Sovereign wealth funds (“SWF”) are state-owned investment vehicles pooled from a foreign nation’s economic reserves. SWFs are composed of financial assets such as stocks, bonds, property, precious metals or other financial instruments, and these funds invest globally. Financial institutions may receive SWF investments or may transact with other companies receiving SWF funding. Transactions with a SWF that lead to new business opportunities in the SWF’s home nation may generate anti-bribery scrutiny if improper payments were made or inadequate diligence conducted. Liability also may arise from interactions with other companies receiving SWF funding. Entities receiving SWF funds may be treated as agents of the foreign country for purposes of FCPA or other anti-bribery law enforcement. Businesses dealing with those entities thus may be exposed to anti-corruption liability without any portion of the transaction occurring in a foreign nation. To protect themselves from this danger, companies must perform sufficient due diligence to determine the relationships of their business partners or source of funding and incorporate certain representations and warranties into the deal documents.

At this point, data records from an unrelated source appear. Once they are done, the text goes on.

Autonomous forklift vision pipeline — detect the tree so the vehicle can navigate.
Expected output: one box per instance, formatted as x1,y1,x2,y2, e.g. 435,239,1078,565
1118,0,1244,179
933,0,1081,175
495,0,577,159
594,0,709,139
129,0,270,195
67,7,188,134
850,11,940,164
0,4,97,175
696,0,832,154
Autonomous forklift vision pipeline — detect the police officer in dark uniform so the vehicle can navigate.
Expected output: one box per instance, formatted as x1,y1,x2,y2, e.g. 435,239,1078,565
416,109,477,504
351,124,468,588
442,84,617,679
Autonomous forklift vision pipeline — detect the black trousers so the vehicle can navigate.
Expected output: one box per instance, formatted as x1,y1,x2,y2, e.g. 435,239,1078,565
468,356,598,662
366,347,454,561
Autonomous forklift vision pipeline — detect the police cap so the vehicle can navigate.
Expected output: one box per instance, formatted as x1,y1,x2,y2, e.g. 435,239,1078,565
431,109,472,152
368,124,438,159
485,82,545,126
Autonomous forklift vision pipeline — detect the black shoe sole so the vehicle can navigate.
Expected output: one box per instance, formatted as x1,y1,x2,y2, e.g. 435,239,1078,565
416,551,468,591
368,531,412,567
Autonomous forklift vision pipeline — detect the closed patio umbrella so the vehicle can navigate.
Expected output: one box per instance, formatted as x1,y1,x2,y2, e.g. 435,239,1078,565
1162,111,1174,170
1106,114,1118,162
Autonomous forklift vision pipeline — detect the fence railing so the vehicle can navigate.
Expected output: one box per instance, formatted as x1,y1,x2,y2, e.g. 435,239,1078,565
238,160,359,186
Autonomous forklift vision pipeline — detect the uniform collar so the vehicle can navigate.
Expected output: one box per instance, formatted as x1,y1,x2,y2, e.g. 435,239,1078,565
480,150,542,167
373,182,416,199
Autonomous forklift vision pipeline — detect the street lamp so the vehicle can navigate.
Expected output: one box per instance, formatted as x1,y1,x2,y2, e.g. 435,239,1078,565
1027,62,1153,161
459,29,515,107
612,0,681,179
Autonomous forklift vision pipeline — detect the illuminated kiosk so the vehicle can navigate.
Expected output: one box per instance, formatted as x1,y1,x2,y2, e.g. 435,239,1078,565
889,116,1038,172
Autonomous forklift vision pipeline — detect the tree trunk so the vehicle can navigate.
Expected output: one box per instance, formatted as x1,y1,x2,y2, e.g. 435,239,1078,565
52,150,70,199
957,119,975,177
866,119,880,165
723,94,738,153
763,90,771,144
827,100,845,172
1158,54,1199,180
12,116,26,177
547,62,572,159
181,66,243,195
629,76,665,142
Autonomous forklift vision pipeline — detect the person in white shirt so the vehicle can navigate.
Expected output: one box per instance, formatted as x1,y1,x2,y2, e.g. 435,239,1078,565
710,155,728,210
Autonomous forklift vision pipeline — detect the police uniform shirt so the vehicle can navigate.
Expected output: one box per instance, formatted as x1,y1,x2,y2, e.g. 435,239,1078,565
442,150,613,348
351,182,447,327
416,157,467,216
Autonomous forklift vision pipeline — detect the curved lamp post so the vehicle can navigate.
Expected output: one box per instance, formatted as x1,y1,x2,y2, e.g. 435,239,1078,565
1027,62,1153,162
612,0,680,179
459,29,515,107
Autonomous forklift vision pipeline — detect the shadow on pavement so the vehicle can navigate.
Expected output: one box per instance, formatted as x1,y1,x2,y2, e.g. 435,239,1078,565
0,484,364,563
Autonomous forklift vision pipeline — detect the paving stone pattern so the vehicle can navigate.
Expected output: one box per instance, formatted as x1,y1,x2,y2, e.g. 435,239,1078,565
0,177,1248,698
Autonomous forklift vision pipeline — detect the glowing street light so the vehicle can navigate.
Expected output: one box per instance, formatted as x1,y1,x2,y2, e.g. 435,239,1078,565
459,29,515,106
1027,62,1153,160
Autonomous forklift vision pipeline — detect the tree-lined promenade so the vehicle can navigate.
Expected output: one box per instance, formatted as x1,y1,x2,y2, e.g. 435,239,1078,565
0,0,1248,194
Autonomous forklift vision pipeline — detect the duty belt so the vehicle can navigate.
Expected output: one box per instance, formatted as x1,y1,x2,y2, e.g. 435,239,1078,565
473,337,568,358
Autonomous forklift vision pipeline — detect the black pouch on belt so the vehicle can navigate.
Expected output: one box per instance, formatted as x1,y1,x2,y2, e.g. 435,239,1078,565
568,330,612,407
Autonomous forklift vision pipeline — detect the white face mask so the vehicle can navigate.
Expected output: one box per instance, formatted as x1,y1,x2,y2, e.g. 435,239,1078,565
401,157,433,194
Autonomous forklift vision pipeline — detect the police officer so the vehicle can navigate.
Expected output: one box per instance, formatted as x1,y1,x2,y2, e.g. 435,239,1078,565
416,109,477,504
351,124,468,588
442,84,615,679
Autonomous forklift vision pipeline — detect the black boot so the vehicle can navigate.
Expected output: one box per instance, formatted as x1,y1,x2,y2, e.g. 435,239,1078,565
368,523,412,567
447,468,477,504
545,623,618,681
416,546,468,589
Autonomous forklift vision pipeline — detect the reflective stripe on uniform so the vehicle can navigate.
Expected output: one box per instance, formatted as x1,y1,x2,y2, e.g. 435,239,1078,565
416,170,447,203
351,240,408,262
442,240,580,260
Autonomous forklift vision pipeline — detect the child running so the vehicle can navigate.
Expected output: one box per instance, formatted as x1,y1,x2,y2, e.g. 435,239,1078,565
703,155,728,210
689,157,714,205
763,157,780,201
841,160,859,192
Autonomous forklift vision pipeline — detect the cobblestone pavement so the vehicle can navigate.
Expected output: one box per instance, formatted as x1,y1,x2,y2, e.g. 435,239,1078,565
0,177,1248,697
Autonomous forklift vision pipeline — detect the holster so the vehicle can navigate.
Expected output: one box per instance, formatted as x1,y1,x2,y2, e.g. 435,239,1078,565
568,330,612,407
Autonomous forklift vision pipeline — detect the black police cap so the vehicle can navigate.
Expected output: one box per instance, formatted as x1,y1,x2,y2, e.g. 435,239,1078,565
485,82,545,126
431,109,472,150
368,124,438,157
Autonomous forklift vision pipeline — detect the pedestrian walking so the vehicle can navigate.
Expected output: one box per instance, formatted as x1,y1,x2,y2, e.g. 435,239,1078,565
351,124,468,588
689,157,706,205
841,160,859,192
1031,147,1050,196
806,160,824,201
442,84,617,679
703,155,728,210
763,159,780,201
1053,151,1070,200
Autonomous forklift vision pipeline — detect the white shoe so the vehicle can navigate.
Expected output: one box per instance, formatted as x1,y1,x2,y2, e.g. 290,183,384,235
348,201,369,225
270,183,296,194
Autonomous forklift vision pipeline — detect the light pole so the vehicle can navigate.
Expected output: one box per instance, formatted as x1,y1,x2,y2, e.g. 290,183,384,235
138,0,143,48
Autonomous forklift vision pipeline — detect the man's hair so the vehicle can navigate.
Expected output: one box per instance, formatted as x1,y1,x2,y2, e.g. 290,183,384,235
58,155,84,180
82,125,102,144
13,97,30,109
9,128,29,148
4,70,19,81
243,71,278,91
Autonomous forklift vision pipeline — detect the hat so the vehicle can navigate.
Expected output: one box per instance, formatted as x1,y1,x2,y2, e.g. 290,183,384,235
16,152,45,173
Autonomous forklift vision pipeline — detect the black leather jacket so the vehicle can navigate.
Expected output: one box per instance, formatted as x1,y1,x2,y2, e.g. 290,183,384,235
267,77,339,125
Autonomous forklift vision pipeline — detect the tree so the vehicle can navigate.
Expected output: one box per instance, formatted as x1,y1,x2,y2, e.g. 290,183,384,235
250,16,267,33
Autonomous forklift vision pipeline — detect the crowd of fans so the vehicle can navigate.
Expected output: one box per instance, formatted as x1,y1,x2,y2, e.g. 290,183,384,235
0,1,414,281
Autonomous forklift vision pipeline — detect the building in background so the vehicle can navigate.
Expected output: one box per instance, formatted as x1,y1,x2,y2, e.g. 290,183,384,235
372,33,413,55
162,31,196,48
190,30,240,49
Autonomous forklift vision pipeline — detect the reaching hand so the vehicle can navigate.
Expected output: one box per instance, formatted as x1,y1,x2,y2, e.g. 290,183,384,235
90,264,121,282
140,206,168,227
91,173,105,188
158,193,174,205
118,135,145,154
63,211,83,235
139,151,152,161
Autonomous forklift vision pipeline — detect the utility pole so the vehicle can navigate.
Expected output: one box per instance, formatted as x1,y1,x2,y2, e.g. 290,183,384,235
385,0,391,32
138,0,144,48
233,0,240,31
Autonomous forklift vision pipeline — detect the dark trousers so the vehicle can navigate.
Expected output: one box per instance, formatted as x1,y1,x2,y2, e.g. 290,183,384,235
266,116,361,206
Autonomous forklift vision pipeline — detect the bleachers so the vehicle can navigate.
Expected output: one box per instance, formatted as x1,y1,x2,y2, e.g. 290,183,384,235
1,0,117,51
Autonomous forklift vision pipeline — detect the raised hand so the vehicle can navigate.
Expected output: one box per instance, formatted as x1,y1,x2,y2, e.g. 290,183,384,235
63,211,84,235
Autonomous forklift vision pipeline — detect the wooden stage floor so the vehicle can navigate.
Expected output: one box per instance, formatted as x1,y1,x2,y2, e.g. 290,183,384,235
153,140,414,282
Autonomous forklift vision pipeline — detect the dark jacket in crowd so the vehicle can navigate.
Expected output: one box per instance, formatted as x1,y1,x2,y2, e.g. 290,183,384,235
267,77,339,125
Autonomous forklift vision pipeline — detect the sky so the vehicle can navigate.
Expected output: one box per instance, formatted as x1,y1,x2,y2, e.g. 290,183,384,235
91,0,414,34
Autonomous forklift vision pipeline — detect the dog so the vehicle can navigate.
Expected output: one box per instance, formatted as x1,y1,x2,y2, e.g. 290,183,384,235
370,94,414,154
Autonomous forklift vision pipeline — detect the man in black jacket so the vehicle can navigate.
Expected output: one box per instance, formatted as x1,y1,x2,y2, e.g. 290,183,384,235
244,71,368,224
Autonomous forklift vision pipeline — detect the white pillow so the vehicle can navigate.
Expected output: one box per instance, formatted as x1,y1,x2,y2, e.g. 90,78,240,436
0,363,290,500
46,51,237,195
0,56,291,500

Required offset funds pose a similar risk. Many foreign government deals with contractors include offset requirements, whereby some percentage of the contract funds is invested back into the foreign country, sometimes as a direct investment, an agreement to help the country export its goods, a requirement to use particular foreign components, or other demands. Hedge fund or private equity firms manage those funds and may not know all of the partners to the venture, thereby creating the potential for anti-corruption liability. To avoid claims of willful blindness, the funds involved must perform enough due diligence to know the source of the money and its intended use.

Under the FCPA, the definition of “foreign official” includes employees of businesses receiving foreign funding, and the amount of investment necessary to trigger the “foreign officials” relationship is unclear. State-owned or state-controlled enterprises (“SOEs”) are common in many countries, particularly in China and emerging markets. The DOJ and SEC view employees of these SOEs – regardless of rank, title, or position – as “foreign officials” under the FCPA, rendering transactions with these individuals susceptible to FCPA scrutiny. As a result, many common business practices may expose financial institutions to liability. Beginning with a more obvious example, most companies actively market services through activities such as “wining and dining” customers or prospective customers to maintain “good will” and increase sales. While such activities with purely private customers in foreign countries may be no more than effective marketing – provided they comply with the parameters set by the Bribery Act – this conduct with SOE customers or “foreign officials” invites FCPA and Bribery Act review. Given the gift-giving, hospitality culture in certain countries, this is no trivial matter.

The blurry line between private and public is a dangerous chasm, and financial institutions may face liability whether through common activities, such as setting up a transaction in a foreign country or serving as a broker for companies listing ADRs on a U.S. exchange, or through complex arrangements involving SWFs, SOEs, or joint ventures with government entities. These multiple layers of potential liability render it critical that financial institutions — whether serving as intermediate correspondent banks on foreign deals, investors in foreign transactions, or partners with foreign companies — perform risk-appropriate due diligence, incorporate appropriate anti-corruption representations and warranties in deal documents, and implement stringent compliance programs, building off of existing AML programs, to include internal controls, independent testing of the compliance procedures, and training consistent with the guidance of U.S. and foreign regulators.